La mort du général Rodríguez Galindo est une autre opportunité qui nous est donnée par les médias sociaux de bloquer, dénoncer et identifier les comptes de ceux qui vivent et encouragent la haine de l'Espagne et de ses lois.

Puisse-t-il reposer en paix. Et que la lumière éternelle brille sur lui.

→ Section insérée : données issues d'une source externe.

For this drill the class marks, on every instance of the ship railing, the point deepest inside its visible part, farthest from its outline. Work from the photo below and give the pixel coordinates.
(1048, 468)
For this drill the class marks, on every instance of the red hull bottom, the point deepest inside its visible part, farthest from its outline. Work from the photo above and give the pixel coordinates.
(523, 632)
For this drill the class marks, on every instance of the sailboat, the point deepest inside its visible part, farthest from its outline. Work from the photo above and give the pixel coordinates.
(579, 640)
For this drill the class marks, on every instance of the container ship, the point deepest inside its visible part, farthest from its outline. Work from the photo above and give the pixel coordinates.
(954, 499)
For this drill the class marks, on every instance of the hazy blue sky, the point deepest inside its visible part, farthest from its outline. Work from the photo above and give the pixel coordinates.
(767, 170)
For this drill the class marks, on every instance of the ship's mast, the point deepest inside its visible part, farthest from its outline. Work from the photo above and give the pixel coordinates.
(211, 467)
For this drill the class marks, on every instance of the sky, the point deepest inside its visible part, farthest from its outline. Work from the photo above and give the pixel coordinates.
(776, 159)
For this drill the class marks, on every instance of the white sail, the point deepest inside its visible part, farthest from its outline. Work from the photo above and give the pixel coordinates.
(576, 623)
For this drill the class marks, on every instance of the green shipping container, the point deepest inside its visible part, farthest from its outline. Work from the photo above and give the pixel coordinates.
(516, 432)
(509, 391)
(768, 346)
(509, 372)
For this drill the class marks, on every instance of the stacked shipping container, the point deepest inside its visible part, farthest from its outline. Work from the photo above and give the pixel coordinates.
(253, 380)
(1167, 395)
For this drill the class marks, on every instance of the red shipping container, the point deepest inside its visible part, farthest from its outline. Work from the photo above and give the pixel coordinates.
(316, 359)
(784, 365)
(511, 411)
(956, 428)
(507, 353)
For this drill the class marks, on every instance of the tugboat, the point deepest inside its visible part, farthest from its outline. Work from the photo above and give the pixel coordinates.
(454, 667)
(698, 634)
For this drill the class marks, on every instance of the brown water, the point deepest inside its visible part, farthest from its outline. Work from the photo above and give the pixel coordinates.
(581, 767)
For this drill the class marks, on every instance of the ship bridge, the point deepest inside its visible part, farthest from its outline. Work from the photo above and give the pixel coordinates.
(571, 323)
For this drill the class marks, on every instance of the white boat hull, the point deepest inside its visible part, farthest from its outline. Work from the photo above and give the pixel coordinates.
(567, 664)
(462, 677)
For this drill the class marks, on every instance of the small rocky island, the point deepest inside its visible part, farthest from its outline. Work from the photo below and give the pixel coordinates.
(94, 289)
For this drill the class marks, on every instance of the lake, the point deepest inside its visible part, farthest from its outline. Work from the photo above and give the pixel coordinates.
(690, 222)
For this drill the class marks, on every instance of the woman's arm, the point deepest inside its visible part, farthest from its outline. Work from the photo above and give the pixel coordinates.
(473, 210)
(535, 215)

La sœur d'une des victimes confirmées de Rodríguez Galindo, Pili Zabala a déclaré [16] [es] à la télévision le 14 février qu'elle avait essayé de rentrer en contact avec Rodríguez Galindo pour l'exhorter à assumer ses responsabilités pour la douleur qu'il avait causé à sa famille. Elle voulait qu'il admette que ce qu'il avait fait était une erreur, mais elle n'a jamais eu de réponse de sa part. Maintenant, Zabala aspire à la reconnaissance des responsabilités dans leur ensemble : Galindo « était un homme de l'armée, il obéissait aux ordres, et il est clair pour moi qu'il a reçu des ordres de ses supérieurs, qui étaient des politiciens. » Zabala espère qu'en définitive, l'ancien Premier ministre Felipe González se trouvera sur le banc des accusés.

En 2000, le gouverneur de la province de Donostia-San Sebastián, Juan María Jauregi, a présenté des preuves au cours d'un procès portant sur l'implication de Rodríguez Galindo dans le meurtre de Lasa et Zabala. Vingt ans plus tard, à la lumière d'une tempête d'éloges funèbres sur Twitter, survenant quelques heures après l'annonce de la mort du général, la fille de Jauregi, Maria Jauregi, a partagé son ressenti :

Ces mots de mon père me viennent à l'esprit, que je n'oublierai jamais : « Je ne sais pas qui me tuera, l'ETA ou Galindo lui-même. »

Finalement, ce fut l'ETA, en l'an 2000. Sa veuve, Maixabel Lasa, et leur fille, Maria, sont devenues deux des voix les plus puissantes contre la haine, et pour la justice et la réparation pour toutes les victimes des abus des droits humains dans le Pays Basque.

Aujourd'hui, il vaut la peine de rappeler ces mots de Pablo de Greiff [18] [en, doc], l'ancien Rapporteur spécial sur la promotion de la vérité, la justice et la réparation pour l'ONU, énoncés après sa mission en Espagne en 2014 :

The strength of democratic institutions must be measured not by their ability to ignore certain issues, especially those that refer to fundamental rights, but rather by their ability to manage them effectively, however complex and awkward they may be.

La force des institutions démocratiques doit être mesurée, non pas par leur capacité à ignorer certains problèmes, surtout ceux qui se réfèrent aux droits fondamentaux, mais plutôt par leur capacité à les gérer efficacement, aussi complexes et gênants qu'ils puissent être.